Highest point
- Elevation: 435 m (1,427 ft)
- Prominence: 80 m (260 ft)
- Coordinates: 42°49′48″S 147°23′10″E﻿ / ﻿42.83°S 147.386°E

Geography
- Location: Tasmania, Australia
- Parent range: Meehan Range

Geology
- Mountain type: Jurassic
- Rock type: Dolerite

Climbing
- Easiest route: Bushwalk

= Flagstaff Hill, Tasmania =

Mountain in Tasmania, Australia

Flagstaff Hill is the highest peak within the Meehan Range in southeastern Tasmania, Australia, situated on the eastern shore of the island's capital, Hobart. It rises to an elevation of 435 m above sea level. Despite its name, "Flagstaff Hill" is a misnomer, as a mountain is typically defined as a landform that rises at least 300 m above the surrounding terrain.

With a prominence of 80 m and a central location within the Meehan Range Nature Recreation Area, Flagstaff Hill serves as a prominent landmark on Hobart's eastern shore.

== History ==
The name "Flagstaff Hill" is thought to derive from its historical use as a signalling or lookout point, leveraging its elevated position overlooking the River Derwent. During the mid-20th century, areas surrounding the hill were used for military training and operations.

Flagstaff Hill and the Meehan Range were heavily affected by bushfire in 2006. The fire, driven by strong winds and dry conditions, threatened nearby suburbs, including Flagstaff Gully, Lindisfarne, and Geilston Bay. Over 40 firefighting crews were deployed, and a change in wind direction helped protect residential areas. The fire caused significant environmental damage, burning through bushland and impacting wildlife within the range.

== Geography ==
Flagstaff Hill is located northeast of Hobart in the City of Clarence, approximately 10 km from the city centre. The hill is surrounded by bushland within the Meehan Range Nature Recreation Area, a protected reserve managed by the Tasmania Parks and Wildlife Service. The range runs parallel to the eastern shore of the River Derwent, and Flagstaff Hill provides a vantage point with views of the river, Hobart, and surrounding valleys.

Flagstaff Hill is part of a network of ridges and peaks within the Meehan Range, including nearby landmarks such as Mount Direction and Gunners Quoin.

== Geology ==
Flagstaff Hill is composed of Jurassic dolerite, a dense, coarse-grained igneous rock that formed approximately 165 million years ago during a period of volcanic and tectonic activity.
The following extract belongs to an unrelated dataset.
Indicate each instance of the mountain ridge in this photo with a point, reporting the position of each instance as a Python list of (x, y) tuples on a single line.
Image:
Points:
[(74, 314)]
The dolerite intrusions that define the hill were shaped by erosion and weathering over millions of years, resulting in the hill's rounded profile. The geology of Flagstaff Hill is consistent with that of the Meehan Range, which features a mix of dolerite cliffs, sedimentary layers, and occasional basalt outcrops.

== Environment ==
Flagstaff Hill supports a variety of flora and fauna, with its bushland habitat playing an important role in the Meehan Range's ecosystem. Eucalyptus forests and heathlands dominate the vegetation, providing habitat for marsupials, reptiles, and bird species. The broader Meehan Range is part of the South-east Tasmania Important Bird Area, recognised for its conservation value to woodland birds, including the swift parrot and forty-spotted pardalote.

== Recreation ==
Flagstaff Hill is part of the Meehan Range Nature Recreation Area, which provides opportunities for outdoor activities. The reserve includes walking trails that lead to the summit and other parts of the range. These trails are used for recreational purposes such as bushwalking, birdwatching, and nature observation.

The hill is also a key feature of the Clarence Mountain Bike Park, located within the range. This facility includes a network of trails catering to various skill levels, with routes designed for beginner, intermediate, and advanced riders. Notable trails include the Jack Jumper Jumps Trail, an advanced track featuring technical jumps and features.

== Access ==
Flagstaff Hill is accessible via several main roads and walking trails leading to the summit. The primary vehicular access routes are the Tasman Highway (A3) and the East Derwent Highway (B32), with turn-offs onto local roads such as Flagstaff Gully Road, which provide access to the lower slopes of Flagstaff Hill.